Sunday Ride Guide

How We Run the Sunday Rides

The Sunday morning rides are our “main event”. You don’t have to call ahead or “join” to ride with us. Just show up. In times of bad weather, it is a good idea to look at the website Message Board, where calling it off, or delaying the start may be discussed. Unless otherwise announced, we do not have pre-determined routes for our rides. We discuss people’s time constraints at the meeting place, “volunteer” someone as route director, and off we go. Expect rides between 25 and 50 miles, or up to 3 hours. Pace rarely averages below 16mph (not including stops). Riders who can complete our Time Trial course in less than 40 minutes (an 18mph average speed) should have no problem riding with us on Sunday.

When riding with us in Sharon, you should be aware of three fundamental rules we use. The first two are as follows:
1. This is a group ride. While we don’t always stay within drafting distance of each other, we will stop the front to let people off the back catch up. If someone gets a flat, we stop.
2. We don’t leave people out on the road. If you start with us, expect to finish with us. If the group disappears ahead of you, don’t turn around! We will collect you eventually.

A typical Sunday ride will have 3 kinds of riders; the type “A” riders are going to stay up front no matter what, the (majority) “B” riders are going to stay with the A’s within reason, and the “C” riders are just trying to hang on. We all have days in each category, and sometimes rides where we go from an A at the start to a C by the end. The point is, we are not all the same, and we do not try to make everyone ride the same way.

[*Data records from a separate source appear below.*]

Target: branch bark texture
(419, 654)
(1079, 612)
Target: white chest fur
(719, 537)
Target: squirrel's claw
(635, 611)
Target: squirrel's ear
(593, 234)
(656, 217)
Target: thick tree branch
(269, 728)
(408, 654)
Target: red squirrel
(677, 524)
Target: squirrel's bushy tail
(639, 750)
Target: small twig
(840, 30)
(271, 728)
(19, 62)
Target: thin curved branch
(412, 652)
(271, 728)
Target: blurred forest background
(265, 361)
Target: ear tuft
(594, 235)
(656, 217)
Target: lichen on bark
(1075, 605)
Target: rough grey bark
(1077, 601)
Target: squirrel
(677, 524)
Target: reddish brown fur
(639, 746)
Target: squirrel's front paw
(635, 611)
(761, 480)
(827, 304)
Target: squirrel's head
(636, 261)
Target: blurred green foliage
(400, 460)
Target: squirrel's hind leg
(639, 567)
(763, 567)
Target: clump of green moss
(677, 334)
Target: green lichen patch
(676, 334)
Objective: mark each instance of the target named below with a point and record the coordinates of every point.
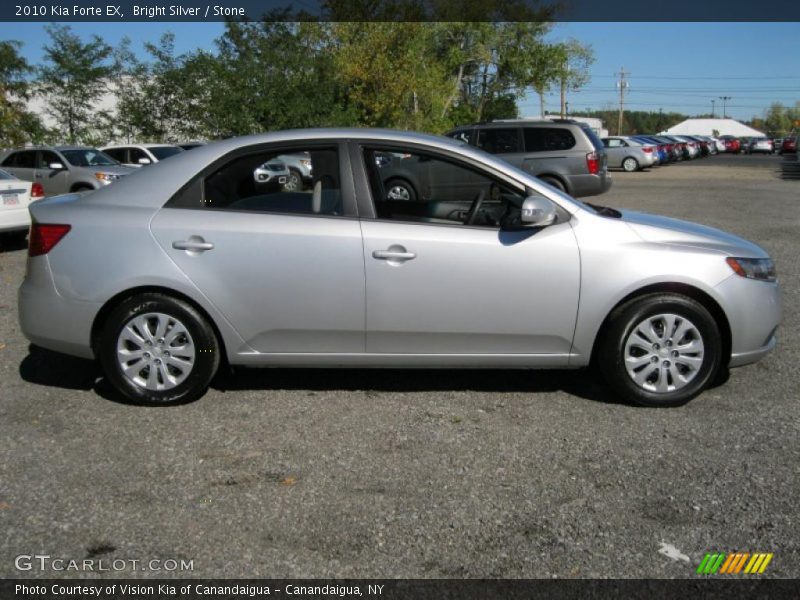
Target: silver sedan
(189, 263)
(628, 154)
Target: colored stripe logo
(732, 564)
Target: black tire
(612, 348)
(206, 349)
(630, 164)
(556, 183)
(409, 194)
(295, 181)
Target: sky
(675, 67)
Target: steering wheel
(473, 210)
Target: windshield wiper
(606, 211)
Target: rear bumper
(50, 320)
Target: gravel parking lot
(303, 473)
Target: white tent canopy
(709, 126)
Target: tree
(73, 79)
(572, 61)
(17, 125)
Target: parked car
(140, 155)
(15, 197)
(665, 155)
(760, 145)
(563, 153)
(789, 145)
(272, 173)
(509, 273)
(629, 154)
(62, 169)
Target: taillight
(37, 191)
(43, 238)
(593, 163)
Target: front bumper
(754, 313)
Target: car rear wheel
(660, 350)
(630, 164)
(156, 349)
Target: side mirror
(538, 211)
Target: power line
(622, 85)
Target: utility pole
(564, 77)
(623, 85)
(724, 105)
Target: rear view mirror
(538, 211)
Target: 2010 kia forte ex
(194, 261)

The more A riders that show up, the faster the ride is going to be. It is just a natural result from having a bunch of people who all think that being near the front is important. If someone goes hard, well, they are going to go hard too. If a gap opens, they bridge it. Anything to avoid falling out of the draft or being out of contention for the next town line. The B riders will stay with the A’s generally until the next “jam”, where they will let it go and expect to regroup shortly anyway. It is not like a race — the A’s will never just take off and disappear.

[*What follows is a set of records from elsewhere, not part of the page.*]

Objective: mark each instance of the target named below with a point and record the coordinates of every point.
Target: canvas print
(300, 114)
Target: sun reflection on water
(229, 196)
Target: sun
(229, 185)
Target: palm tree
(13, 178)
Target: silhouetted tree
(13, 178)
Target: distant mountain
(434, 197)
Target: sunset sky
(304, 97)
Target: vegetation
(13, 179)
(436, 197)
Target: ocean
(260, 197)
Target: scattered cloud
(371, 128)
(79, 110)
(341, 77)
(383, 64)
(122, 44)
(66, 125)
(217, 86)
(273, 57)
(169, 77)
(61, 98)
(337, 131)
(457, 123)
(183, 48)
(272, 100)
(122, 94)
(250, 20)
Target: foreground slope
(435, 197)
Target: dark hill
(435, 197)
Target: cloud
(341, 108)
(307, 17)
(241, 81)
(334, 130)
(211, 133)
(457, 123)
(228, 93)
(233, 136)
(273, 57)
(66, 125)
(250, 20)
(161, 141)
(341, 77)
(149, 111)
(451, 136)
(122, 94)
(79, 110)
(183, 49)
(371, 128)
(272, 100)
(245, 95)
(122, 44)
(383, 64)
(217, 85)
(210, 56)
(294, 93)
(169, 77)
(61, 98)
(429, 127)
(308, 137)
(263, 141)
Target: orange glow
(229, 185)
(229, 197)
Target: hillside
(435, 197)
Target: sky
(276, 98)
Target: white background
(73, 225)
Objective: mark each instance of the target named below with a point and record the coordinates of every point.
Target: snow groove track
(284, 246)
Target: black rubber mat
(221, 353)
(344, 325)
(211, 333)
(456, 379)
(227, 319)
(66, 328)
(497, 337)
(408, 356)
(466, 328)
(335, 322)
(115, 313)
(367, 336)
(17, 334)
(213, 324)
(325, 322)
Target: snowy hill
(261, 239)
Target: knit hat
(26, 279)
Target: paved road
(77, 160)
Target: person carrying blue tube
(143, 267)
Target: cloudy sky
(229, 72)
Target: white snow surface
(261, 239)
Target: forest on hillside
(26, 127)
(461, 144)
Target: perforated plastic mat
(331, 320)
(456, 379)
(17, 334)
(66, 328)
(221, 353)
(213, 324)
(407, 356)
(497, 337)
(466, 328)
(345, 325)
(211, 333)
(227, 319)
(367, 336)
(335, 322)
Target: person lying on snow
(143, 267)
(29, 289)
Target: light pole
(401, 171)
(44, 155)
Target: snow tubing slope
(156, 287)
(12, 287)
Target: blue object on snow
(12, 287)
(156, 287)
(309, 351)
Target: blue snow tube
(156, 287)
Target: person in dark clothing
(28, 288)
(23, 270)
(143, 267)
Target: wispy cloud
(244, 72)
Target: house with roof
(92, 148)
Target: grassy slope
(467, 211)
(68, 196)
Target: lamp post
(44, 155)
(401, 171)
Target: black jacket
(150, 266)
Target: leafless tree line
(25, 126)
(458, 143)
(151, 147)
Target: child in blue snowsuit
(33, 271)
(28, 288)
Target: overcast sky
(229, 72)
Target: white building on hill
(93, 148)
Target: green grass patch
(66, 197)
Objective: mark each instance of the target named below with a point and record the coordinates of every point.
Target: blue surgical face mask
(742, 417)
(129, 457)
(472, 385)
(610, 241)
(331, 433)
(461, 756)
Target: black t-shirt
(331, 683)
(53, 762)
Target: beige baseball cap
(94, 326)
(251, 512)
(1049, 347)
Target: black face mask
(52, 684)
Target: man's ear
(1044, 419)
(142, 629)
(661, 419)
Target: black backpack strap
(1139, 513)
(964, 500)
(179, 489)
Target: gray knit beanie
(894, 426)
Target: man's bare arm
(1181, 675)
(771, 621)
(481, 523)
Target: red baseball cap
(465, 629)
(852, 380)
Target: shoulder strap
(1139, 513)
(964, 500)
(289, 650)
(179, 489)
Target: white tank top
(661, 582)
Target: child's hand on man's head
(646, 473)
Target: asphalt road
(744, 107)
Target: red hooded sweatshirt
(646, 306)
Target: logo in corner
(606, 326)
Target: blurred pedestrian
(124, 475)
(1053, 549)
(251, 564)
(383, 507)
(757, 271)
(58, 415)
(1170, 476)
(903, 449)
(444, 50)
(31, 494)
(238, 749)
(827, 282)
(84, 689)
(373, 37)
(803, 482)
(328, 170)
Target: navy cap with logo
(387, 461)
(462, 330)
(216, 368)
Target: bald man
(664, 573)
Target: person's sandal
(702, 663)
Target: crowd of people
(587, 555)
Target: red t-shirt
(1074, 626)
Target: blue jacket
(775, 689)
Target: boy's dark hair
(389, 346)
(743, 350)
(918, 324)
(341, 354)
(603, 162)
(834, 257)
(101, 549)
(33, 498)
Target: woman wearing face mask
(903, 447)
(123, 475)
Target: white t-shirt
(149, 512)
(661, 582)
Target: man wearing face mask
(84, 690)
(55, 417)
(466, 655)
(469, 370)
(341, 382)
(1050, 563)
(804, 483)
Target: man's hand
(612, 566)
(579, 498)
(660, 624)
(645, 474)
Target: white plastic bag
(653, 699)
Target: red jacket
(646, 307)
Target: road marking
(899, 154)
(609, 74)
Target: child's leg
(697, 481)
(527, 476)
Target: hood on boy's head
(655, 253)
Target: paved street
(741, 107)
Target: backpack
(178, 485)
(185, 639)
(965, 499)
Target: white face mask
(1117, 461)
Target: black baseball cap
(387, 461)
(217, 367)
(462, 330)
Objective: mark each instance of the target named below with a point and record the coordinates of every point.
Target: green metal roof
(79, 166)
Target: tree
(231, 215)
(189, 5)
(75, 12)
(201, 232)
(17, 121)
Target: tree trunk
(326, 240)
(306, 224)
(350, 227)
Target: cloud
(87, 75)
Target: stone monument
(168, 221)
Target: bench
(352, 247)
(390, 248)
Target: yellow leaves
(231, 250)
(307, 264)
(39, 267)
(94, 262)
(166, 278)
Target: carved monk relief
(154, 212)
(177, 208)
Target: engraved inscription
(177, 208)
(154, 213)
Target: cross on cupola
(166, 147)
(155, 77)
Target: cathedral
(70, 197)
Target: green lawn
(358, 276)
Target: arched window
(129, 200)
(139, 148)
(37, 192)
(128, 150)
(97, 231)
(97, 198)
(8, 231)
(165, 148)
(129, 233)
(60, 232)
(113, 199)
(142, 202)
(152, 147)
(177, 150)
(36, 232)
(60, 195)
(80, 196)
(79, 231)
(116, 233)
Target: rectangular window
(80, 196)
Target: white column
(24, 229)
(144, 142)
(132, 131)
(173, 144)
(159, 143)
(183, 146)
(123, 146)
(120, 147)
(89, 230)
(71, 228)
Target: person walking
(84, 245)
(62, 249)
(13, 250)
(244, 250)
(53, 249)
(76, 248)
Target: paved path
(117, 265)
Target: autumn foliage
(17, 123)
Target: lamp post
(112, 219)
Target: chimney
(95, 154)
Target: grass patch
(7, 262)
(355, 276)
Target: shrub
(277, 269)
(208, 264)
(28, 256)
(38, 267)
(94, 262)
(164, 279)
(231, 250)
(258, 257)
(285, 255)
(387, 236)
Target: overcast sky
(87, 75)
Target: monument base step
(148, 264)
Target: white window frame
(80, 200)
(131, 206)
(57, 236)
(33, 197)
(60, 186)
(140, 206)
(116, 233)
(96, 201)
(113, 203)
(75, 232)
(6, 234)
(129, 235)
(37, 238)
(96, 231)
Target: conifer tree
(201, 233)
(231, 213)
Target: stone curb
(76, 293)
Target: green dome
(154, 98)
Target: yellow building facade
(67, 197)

We don’t do anything to restrict the speed of the front — at least in the short term. But we have a rule we have developed to keep the group together. It applies to everyone on the ride. It is critical to apply it, because we do not have marked or mapped routes. Most of the time, the leader hasn’t even decided the route until they get there, probably because they didn’t know they would be volunteering for the job!

The Gap Rule
Do not let the next rider behind you out of your sight.

This is a simple rule, but it has some complex ramifications. A simple conclusion is that if you are the last rider, you should know it, and you don’t have to worry about anyone but yourself. If you then pass someone, tell them you are the last rider, so they know they are now “it”. Another point is that “sight” matters, not distance. You can be a half-mile ahead of the next person, and you are still ok if they can see you. If they can see you, they are able to know where “the group” is, where the turns are, and so on. Now, we expect to lose sight of people for brief moments, especially when making turns. The critical thing is whether the following rider knows where the turn is. This means the following rider has a responsibility to keep their head up and watch for such things.

Once you have lost the next rider behind you, it is your responsibility to slow down (at first) to see if they catch up. Barring that, stop. If they still don’t catch up, either stay put or go back for them. If they had a flat or something, they will appreciate the company. Meanwhile, your absence will be missed, and the “stop” will percolate up to the front.

Obviously, if you decide to leave the group, and return home on your own, you will screw up the ride unless you tell someone. We will all be looking for someone who isn’t there. So if you are contemplating this on a particularly bad day, don’t leave when you are off the back, but when we next regroup. This allows the leaders to adjust the count (we take a count when we start, and count at every regroup point), and it might even give you some company if someone else decides to return early as well.

We have sometimes used FRS radios, one on the front and one with someone watching the back. This reduces the responsibility to keep things together to just two people. As we developed as a group, we found that we were sticking together so much that the radios weren’t worth their weight. So it is not common to have the radios, and the Gap Rule should be applied.

We have all been in the position of the slowest “C” rider of the day, thinking we are slowing everyone down, feeling bad about not keeping up. Yet we all were helped along by people who didn’t treat us like slugs and truly wanted us to be there. We want to be those people. Welcome to the group.